SINGAPORE - Weak commodity prices and lower contributions from its plantation division dragged mainboard-listed Indofood Agri Resources (IndoAgri) deeper into the red for its fiscal second quarter.
The agribusiness on Wednesday (July 31) posted a net loss attributable to owners of 216.54 billion rupiah (S$21 million) for the three months ended June 30, versus a net loss of 68.60 billion rupiah a year ago.
Loss per share (LPS) for the quarter came in at 1.5 cents, from a loss per share of 0.5 cent in the preceding year.
This came on the back of a 6.6 per cent decline in revenue to 3.14 trillion rupiah this year from 3.37 trillion rupiah last year, mainly attributable to lower contribution from the group's plantation division on lower selling prices of palm products.
In particular, the plantation division saw revenue plunge 19 per cent for the quarter, due to lower selling prices of palm products and lower sales volume of crude palm oil (CPO).
That said, the group's edible oils and fats (EOF) division recorded higher sales volumes of EOF products and higher profitability for the second quarter and half-year ended June 30, IndoAgri noted.
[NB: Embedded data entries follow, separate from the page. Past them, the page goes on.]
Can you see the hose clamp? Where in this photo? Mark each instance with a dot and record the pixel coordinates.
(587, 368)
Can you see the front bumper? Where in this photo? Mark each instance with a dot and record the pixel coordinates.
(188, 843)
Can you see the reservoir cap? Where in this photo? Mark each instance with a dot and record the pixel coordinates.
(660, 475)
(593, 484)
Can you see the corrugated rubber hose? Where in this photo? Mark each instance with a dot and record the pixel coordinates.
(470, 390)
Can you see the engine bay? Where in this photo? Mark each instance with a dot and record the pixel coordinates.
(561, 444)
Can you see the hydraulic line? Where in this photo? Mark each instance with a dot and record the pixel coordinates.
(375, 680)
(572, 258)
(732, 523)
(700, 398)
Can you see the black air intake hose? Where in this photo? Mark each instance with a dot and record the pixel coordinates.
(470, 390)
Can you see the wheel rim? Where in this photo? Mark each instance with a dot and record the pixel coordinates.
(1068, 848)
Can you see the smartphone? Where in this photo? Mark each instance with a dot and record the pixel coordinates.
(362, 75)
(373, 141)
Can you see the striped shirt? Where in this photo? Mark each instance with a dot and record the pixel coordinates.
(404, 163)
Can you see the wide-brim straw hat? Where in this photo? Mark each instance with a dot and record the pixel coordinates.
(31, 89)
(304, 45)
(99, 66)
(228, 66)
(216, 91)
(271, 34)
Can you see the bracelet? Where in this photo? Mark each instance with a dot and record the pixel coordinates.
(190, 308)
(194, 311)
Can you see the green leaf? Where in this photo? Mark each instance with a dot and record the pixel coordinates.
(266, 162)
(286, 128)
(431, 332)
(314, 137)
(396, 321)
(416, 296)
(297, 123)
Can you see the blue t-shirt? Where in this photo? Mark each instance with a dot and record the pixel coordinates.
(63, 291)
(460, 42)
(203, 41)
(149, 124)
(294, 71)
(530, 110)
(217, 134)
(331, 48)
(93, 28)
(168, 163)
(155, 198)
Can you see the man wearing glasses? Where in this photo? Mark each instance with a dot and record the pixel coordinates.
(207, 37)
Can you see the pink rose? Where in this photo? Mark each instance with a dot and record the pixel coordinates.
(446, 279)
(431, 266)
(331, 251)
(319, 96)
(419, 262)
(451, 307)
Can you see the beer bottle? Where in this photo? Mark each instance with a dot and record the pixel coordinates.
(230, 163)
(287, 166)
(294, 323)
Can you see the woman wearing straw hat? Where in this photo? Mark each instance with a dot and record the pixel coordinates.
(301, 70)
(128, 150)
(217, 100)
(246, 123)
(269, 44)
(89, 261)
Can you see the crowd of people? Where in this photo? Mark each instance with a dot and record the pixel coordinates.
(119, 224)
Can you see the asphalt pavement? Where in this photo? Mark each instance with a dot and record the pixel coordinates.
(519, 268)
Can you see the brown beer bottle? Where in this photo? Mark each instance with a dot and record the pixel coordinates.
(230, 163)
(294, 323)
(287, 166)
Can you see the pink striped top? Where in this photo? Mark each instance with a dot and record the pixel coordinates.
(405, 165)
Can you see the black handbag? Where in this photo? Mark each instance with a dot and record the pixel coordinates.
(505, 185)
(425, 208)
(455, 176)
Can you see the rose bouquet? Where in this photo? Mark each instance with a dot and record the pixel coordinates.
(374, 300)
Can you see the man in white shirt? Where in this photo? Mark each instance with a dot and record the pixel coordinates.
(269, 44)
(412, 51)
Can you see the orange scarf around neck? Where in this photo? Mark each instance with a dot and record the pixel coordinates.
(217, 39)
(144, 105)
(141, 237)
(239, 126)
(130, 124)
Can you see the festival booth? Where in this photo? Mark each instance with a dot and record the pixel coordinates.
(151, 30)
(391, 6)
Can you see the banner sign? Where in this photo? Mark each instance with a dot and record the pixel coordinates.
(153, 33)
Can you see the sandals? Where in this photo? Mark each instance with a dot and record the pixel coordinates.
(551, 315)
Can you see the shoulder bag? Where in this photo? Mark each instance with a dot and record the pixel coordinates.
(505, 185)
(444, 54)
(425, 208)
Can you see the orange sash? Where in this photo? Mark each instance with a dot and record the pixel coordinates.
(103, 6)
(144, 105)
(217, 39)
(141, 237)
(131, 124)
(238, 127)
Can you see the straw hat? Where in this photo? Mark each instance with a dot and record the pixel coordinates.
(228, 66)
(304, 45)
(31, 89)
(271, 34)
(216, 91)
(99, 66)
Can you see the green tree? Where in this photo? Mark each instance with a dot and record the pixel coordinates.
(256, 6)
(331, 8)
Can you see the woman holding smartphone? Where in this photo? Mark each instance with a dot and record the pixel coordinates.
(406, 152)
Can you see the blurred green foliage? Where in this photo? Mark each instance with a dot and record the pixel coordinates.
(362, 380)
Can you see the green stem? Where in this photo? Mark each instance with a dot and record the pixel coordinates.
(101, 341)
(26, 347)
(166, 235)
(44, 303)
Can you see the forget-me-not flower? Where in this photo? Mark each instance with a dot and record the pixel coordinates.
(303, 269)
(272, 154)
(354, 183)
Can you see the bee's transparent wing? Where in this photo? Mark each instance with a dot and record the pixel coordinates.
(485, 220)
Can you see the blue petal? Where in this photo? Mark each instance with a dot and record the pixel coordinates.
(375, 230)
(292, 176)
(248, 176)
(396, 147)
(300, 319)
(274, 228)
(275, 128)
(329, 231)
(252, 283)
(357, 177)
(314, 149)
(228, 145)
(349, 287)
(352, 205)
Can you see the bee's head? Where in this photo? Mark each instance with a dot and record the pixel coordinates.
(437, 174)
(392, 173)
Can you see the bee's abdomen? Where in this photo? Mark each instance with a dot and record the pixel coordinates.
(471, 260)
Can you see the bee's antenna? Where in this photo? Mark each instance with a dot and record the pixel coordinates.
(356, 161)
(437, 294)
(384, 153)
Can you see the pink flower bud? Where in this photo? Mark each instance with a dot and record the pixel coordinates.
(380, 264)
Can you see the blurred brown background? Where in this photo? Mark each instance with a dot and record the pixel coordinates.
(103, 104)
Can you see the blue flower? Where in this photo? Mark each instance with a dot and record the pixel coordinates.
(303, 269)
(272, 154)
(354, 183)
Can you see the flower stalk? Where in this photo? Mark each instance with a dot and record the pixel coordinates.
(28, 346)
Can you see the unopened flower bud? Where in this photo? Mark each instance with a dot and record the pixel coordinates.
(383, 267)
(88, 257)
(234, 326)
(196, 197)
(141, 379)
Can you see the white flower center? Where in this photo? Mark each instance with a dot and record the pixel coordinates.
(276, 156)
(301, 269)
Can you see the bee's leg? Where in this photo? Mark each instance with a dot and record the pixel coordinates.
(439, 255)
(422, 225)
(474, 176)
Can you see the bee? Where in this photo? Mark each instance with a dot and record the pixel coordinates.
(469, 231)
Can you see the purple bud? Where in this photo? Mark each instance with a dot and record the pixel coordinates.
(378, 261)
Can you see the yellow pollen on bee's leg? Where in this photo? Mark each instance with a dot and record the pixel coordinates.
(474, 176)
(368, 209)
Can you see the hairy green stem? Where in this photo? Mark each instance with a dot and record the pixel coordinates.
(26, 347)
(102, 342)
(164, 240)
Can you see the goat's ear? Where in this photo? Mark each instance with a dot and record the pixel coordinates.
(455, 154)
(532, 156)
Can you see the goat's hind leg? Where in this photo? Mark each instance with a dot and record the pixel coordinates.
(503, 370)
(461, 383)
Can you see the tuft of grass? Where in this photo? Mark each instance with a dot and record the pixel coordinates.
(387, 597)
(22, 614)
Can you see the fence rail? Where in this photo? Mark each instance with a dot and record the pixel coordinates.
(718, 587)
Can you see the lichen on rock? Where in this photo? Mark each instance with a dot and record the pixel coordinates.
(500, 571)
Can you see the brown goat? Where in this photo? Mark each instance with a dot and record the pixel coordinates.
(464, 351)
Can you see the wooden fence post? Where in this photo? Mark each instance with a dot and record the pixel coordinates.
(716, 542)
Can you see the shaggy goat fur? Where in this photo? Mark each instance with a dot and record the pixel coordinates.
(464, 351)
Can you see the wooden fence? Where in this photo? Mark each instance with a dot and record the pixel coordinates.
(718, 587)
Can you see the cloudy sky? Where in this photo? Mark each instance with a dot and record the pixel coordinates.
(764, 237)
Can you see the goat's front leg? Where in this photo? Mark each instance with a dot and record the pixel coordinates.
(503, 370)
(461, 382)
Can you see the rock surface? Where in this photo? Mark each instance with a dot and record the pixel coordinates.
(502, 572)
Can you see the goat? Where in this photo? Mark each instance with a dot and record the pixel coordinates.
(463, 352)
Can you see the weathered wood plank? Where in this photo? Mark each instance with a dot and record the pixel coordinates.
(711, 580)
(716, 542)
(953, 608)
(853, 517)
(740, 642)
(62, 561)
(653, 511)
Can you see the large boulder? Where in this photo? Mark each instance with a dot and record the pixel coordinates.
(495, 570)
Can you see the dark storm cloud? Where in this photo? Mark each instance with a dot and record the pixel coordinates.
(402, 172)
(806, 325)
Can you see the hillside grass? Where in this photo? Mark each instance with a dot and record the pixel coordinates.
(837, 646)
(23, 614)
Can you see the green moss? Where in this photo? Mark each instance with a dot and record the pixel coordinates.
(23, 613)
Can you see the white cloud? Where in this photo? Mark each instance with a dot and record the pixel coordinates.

For the half-year period, net loss widened to 274.33 billion rupiah, from a loss of 18.80 billion rupiah last year, attributable to weak operating profit and higher financial expenses, that were partially offset by positive foreign exchange impact.
This translated to an LPS of 1.9 cents, versus a loss per share of 0.1 cent for the year-ago period.
Revenue also slipped 1 per cent to 6.50 trillion rupiah for the six months ended June 30.
Looking ahead, IndoAgri noted that the ongoing US-China trade tensions will continue to affect global trade flows and economic growth, and that these uncertain global developments have negatively impacted the prices of agricultural commodities.
"CPO prices will remain volatile with demand projected from key import markets like China and India, together with the relative price of crude oil which affects biodiesel demand," IndoAgri said.
The company added that Rotterdam CIF (cost, freight and insurance) CPO prices has fallen by 11 per cent to an average of US$533 per tonne in the first half this year, down from US$601 per tonne in FY2018.
"Against this backdrop of a volatile commodity price environment, we prioritise our capital expenditure investment in the growth area and focus on cost control measures and other innovations to increase productivity," IndoAgri said.